Ich habe meine Fuze schon seit ungefähr 3 Monaten und habe plötzlich ein Problem: Beim Angehen wir das Logo nicht angezeigt. man sieht das Menü. Musik läuft normal(inzwischen formatiert & firmware neu aufgespielt).
Sobald ich aber ein Knpf drücke wird das Display für ungefähr 10 sec. Dunkel wird für eine Sekunde angezigt und wird wieder Dunkel, aber die Tasten funktionieren.
Und sobald ich es am PC anstecke wird ganz Normal lesen schreiben bzw. laden angezeigt. 
Ich weiß nicht ob sich hier jemand auskennt mit sandisk garantie? Beim MM würde das zur Reparatur geschickt( Dauert ewig) Deshalb würde ich gerne noch versuchen das Problem zu lösen.

Könnt ihr mir helfen oder kennt evt. noch ein besseres Forum wo sich auskennt mit dem MP4Player?
Vielen Dank für jede Hilfe


----------



## Herbboy (25. März 2009)

hast du bei MM denn wirklich mal gefragt? bei nur 3 monaten alter geben die dir vtl. doch direkt nen neuen mit.

FALLS die es einsenden, dann wird es über sansa aber auch nicht schneller gehen außer vlt. 2-3 tage wegen weglassen des umwegen über MM. dafür würdest du aber gewährleistungsansprüche gegenüber MM nicht eingefordert haben.
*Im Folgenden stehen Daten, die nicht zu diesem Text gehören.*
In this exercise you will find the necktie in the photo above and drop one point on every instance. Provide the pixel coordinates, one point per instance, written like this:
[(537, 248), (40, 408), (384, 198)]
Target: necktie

am besten kontaktiere sansa, wenn die sagen "o.k, zusenden, sie kriegen zu 99% nen neuen", dann mach das. aber ich denke, dass die den auch erstmal checken wollen, und im gegensatz zu MM musst du dann evlt. die versandkosten tragen, was bei nem 60€-gerät ärgerlich ist.


----------